Rock was born as the new music for young people and it is no coincidence that the Beatles have sung When I’m 64 as if it were the age of a very old person, or that The Who said “I’d rather die than grow old.”

Nito Mestre, with the guitar he used at the time of Sui Generis.  Photo: Juan Manuel Foglia.

Nito Mestre, with the guitar he used at the time of Sui Generis. Photo: Juan Manuel Foglia.

In recent years, however, it has been seen how many rockers crossed that border as if nothing had happened, staying current and active: Paul McCartney recently turned 80 and Mick Jagger is 79. Both continue to jump and sing on tours around the world.

Here, in Argentina, Charly García turned 70 in October of last year, and León Gieco in November. Willy Quiroga (of Vox Dei) is 82 and Litto Nebbia is 74. There is a bit of everything, and of course many people in the audience are also the age of their rock idols.

The idea is to enjoy

Nito Master.  Photo: Juan Manuel Foglia.

Nito Master. Photo: Juan Manuel Foglia.

“I feel like a 35-40 year old guy,” says Nito, sitting at a table on the sidewalk where every once in a while someone comes up to ask for a photo or simply say hello and congratulate him for what he does. “They are extras that I have hired for the notes,” he tells him between laughs, between proud and embarrassed by the fame that he undoubtedly has.

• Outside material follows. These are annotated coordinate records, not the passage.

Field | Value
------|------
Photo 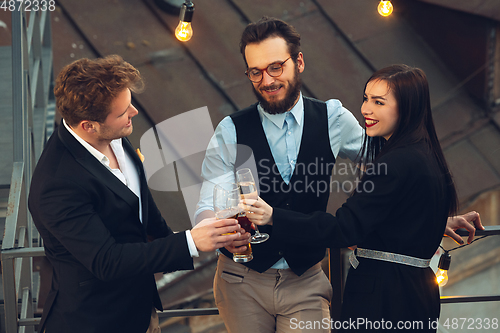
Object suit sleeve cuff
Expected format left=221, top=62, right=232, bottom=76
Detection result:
left=186, top=230, right=200, bottom=257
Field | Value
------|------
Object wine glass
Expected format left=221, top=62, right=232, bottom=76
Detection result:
left=214, top=183, right=240, bottom=220
left=213, top=183, right=253, bottom=262
left=236, top=168, right=269, bottom=244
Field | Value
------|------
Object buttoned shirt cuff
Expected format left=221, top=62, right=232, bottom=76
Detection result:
left=186, top=230, right=200, bottom=257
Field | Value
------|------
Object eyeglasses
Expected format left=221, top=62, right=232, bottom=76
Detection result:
left=245, top=56, right=292, bottom=83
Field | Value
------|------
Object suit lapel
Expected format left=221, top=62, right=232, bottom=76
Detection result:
left=122, top=138, right=148, bottom=228
left=58, top=122, right=142, bottom=211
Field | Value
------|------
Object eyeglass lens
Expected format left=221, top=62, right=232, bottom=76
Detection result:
left=247, top=57, right=290, bottom=82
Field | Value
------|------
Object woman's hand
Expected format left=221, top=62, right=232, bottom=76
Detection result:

“At this point in life -he says- we are going little by little, with caution and short objectives. Between the pandemic and other things, in these two years many acquaintances, friends and colleagues have left. Then you realize that you are turning 70 and you feel young, but at the same time I have the precaution to look to the sides and see that Rodolfo García, Horacio Fontova, Rinaldo Rafanelli, who are even, have left, to the side. That is, the bullets are passing by”.

-You are more active than ever, with many activities, plans and projects.

-The idea is to enjoy more. It was precisely with León Gieco that we talked about that recently, that this age must be taken with a certain joy and for enjoyment. Every minute that passes is a little more precious. You have to know how to say no to what you don’t like, and enjoy what you do. I sing every holy day of my life, to be trained. I even started taking singing classes, coach type, after the pandemic.

-Do you like to celebrate birthdays, or do you prefer to do nothing?

I’m one of those who run away. The only time I did not escape was in 2016, when I was named Outstanding Personality of Culture and I took the opportunity to celebrate in the Deliberative Council. We brought a cake and then we all went to a restaurant.

-What are you going to do now, even on an intimate level?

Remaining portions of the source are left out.